The participants were introduced to a wide range of logging practices that included setting chokers, rigging the back line, hand bucking on the landing, chasing at the landing, and helping to move the yarder. They were also able to spend some time on a skidder and a log loader on several conventional logging operations.

The training program stressed the importance of safe logging practices for all phases of conventional and cable yarding log harvesting operations. Participants were also introduced to the importance of following logging plans, emergency management systems, and the use of iPads as a growing tool used in the logging industry.

The training program began with nine participants and ended with eight. Two of the individuals have jobs with local logging contractors, and a third has a mechanics position with a logging contractor. Two participants have scheduled job interviews with a logging contractor and a stand tending contractor. Another individual is interviewing with a local forestry development contractor. The remaining two individuals, although they do not have an insight on a position today, are very interested in pursuing a logging career.
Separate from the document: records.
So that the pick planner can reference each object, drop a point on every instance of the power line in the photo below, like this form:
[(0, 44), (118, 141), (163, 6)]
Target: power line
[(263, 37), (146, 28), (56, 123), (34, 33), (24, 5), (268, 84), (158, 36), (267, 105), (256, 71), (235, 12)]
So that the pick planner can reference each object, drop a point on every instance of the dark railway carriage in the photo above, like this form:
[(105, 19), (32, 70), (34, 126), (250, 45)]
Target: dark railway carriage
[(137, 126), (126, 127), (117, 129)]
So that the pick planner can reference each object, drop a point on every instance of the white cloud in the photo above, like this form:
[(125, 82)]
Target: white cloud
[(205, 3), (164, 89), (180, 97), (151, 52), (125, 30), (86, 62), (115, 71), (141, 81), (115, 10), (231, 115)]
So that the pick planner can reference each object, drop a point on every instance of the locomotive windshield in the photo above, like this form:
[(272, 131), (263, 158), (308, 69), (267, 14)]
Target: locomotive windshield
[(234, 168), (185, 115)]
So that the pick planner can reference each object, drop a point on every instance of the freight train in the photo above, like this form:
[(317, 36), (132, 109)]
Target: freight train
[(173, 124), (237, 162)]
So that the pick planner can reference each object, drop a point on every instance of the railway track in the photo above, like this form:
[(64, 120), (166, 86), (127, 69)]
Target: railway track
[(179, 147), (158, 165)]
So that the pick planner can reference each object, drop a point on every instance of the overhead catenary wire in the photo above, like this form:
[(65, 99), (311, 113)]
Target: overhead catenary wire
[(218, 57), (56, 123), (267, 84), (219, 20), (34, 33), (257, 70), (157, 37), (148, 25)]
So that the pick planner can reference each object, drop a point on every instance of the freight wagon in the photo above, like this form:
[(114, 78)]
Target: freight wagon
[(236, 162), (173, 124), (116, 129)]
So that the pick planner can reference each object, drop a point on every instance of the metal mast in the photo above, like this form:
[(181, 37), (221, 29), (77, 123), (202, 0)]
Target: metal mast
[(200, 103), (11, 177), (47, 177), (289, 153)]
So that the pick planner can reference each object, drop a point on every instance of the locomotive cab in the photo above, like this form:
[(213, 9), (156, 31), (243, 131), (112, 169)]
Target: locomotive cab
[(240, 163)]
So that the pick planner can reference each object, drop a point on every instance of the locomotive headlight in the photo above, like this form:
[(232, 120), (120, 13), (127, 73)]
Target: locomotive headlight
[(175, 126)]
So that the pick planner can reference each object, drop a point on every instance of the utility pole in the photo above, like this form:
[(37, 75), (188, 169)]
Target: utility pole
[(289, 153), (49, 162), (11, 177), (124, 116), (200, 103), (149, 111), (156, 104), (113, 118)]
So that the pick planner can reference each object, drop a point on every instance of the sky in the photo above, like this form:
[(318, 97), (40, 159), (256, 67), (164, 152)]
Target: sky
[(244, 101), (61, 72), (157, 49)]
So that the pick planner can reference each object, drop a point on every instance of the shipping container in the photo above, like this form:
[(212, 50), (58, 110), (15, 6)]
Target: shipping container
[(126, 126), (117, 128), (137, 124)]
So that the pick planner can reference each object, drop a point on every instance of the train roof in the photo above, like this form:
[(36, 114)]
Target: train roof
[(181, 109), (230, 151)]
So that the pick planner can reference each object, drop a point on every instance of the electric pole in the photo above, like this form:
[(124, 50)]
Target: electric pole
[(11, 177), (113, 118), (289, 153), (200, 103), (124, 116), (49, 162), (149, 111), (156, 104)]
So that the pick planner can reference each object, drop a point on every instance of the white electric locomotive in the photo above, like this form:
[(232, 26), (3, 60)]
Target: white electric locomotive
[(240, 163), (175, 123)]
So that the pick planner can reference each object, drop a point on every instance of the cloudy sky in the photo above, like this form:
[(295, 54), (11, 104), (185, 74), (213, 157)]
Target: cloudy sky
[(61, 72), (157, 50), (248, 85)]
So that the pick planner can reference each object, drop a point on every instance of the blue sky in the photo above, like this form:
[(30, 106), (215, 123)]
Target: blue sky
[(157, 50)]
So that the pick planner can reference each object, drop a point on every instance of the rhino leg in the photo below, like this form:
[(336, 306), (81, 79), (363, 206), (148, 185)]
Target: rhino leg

Although the program was focused on becoming a logger, the Logger Training program introduced the participants to other logging industry careers such as fuel management, stand tending, milling operations, and layout opportunities.

“We believe there is a real benefit for individuals going through this program to enter the world of logging and technical forestry development, especially as it pertains to cable logging,” says NACFOR Manager Hugh Watt.

The goal now is to continue with the Logger Training program and make it into a regular program to encourage new employees into the logging industry.

“We believe we faced many of the same obstacles as others have encountered in developing their training programs program start-up delays and restrictive eligibility criteria being the two biggest hurdles,” says Neelin. “Selkirk College, the Nakusp & Area and Kaslo & District Community Forests, and the local loggers who participated in the program are scheduled to meet soon to have a critical look at the program and improve on what we have started so we can continue to grow the Logger Training program to meet the logging contractors’ and WorkSafe needs. With the terrain and expertise we have in the area, we will work with local logging contractors and the forestry industry to further develop an interior logging training centre in the Selkirk College region. We welcome all comments or questions regarding this training program.”

Funding for the Logger Training program was provided by Government of Canada through the Canada-British Columbia Job Fund.